Our survey showed that conducting a neuro-ophthalmology course, especially by an experienced neuro-ophthalmologist from a developed country, can greatly influence the practice of ophthalmology in Africa. All participants of this course consider neuro-ophthalmology as an essential subspecialty. This is important because ophthalmology care at a subspecialty level is not well developed in Africa. Besides the Republic of South Africa, few eye centers have pediatric ophthalmology and vitreo-retinal units.

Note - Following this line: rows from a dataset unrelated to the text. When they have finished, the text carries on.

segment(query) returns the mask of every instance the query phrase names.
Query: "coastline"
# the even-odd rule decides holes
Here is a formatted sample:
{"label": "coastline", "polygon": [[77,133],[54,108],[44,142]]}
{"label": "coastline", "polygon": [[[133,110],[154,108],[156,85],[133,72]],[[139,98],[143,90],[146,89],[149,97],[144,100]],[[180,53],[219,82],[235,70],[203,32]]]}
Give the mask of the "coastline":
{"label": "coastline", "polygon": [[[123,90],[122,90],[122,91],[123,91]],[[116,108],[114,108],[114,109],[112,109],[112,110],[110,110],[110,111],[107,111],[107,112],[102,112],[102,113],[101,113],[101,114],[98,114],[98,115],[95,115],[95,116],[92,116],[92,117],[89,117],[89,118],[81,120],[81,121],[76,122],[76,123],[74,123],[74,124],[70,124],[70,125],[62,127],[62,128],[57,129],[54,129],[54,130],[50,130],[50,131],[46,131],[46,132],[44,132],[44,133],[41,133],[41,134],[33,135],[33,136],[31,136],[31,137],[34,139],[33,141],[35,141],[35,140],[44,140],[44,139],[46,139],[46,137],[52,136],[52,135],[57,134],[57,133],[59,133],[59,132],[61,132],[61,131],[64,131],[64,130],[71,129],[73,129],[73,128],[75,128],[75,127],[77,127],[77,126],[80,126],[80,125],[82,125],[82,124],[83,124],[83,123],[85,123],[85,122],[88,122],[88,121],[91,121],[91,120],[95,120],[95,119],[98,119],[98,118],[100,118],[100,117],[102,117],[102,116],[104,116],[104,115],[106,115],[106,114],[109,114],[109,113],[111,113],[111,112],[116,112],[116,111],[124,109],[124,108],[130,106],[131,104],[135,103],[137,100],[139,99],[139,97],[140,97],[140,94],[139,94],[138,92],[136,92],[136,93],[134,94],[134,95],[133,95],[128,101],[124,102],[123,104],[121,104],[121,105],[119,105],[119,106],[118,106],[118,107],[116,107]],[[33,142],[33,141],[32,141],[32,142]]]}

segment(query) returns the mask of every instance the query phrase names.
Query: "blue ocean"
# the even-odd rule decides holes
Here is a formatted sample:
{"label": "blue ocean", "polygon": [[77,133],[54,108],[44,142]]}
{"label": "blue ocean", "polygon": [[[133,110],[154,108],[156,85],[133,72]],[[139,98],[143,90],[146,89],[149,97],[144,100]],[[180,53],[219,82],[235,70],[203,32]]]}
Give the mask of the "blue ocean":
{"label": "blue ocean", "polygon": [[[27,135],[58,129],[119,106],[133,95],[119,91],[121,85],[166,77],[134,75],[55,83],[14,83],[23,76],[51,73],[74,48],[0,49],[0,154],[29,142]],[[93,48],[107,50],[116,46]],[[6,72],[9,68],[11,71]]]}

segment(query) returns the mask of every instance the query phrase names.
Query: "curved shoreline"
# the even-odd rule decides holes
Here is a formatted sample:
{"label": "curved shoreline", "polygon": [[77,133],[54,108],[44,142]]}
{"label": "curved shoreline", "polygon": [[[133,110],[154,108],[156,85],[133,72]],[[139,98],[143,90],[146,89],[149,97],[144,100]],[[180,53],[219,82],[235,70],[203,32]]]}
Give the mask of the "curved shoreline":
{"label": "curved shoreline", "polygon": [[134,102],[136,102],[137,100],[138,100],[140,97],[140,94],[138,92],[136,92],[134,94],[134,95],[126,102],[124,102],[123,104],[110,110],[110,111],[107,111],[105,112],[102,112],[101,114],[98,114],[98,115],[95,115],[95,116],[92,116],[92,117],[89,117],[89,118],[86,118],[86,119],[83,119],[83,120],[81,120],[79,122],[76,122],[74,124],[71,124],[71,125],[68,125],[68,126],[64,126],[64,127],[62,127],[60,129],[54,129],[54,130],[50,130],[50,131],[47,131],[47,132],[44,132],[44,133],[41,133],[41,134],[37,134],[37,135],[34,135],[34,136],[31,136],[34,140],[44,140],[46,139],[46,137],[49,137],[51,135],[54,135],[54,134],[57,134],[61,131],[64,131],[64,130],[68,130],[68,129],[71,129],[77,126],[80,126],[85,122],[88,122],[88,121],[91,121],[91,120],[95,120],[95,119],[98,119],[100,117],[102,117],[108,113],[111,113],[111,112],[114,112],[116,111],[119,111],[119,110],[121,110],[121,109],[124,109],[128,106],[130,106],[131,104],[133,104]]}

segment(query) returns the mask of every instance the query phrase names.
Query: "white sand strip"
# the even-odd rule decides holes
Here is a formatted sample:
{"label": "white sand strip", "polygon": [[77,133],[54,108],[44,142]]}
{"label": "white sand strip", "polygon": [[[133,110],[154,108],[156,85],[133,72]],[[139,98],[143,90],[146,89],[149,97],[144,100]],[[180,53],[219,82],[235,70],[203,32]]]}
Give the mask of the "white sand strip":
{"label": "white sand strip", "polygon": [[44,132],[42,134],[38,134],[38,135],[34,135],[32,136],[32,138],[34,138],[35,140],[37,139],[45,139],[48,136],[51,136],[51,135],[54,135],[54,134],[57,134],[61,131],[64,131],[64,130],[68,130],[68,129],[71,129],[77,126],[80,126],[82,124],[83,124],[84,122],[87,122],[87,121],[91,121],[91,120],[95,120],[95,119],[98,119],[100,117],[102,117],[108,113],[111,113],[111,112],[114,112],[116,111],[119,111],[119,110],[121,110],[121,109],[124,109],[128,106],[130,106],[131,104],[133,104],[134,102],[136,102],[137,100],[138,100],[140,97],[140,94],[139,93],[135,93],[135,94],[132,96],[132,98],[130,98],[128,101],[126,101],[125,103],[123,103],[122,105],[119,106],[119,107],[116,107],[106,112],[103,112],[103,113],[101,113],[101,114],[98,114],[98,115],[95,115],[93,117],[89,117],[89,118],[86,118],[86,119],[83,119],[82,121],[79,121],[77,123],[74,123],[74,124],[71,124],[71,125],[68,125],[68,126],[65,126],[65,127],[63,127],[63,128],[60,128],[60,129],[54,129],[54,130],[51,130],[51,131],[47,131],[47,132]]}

None have neuro-ophthalmology clinics.
In Malawi, neuro-ophthalmology is practiced by general ophthalmologists, who like our study participants, may have minimal neuro-ophthalmology expertise. Yet neuro-ophthalmological problems are not uncommon in Africa. Expertise in neuro-ophthalmologic examination techniques is particularly important since neuroimaging resources (x-ray, computed tomography, magnetic resonance imaging) and expertise (only 2 radiologists in Malawi, with a population of 14,000,000) are limited.
Neuro-ophthalmology will have an important role in Africa with the increasing prevalence of entities such as HIV (2) and diabetes mellitus (3). The growing neurosurgical specialty will need neuro-ophthalmology support as well. We look forward to participating in the education of African ophthalmologists, allowing the “harp” to become part of their diagnostic and therapeutic “orchestra.”
The authors thank Else Kröner-Fresenius-Stiftung for supporting the College of Medicine, Blantyre, Malawi.
1. Schulze Schwering MS, Batumba HN. Resident training in ophthalmology: can the German system learn from the Malawian one? [in German]. Klin Monbl Augenheilkd. 2013;230:72–75.
2. Hekinheimo T, Chimbayo D, Johnstone J, Kumwanda S, Allain TJ. Stroke outcome in Malawi, a country with high prevalence of HIV. PLoS One. 2012;7:e33765.
3. Cohen DB, Allain TJ, Glover S, Chimbayo D, Hofland HW, Banda NP, Zijstra EE. A survey of the management, control, and complications of diabetes mellitus in patients attending a diabetes clinic in Blantyre, Malawi. Am J Trop Med Hyg. 2010;83:575–581.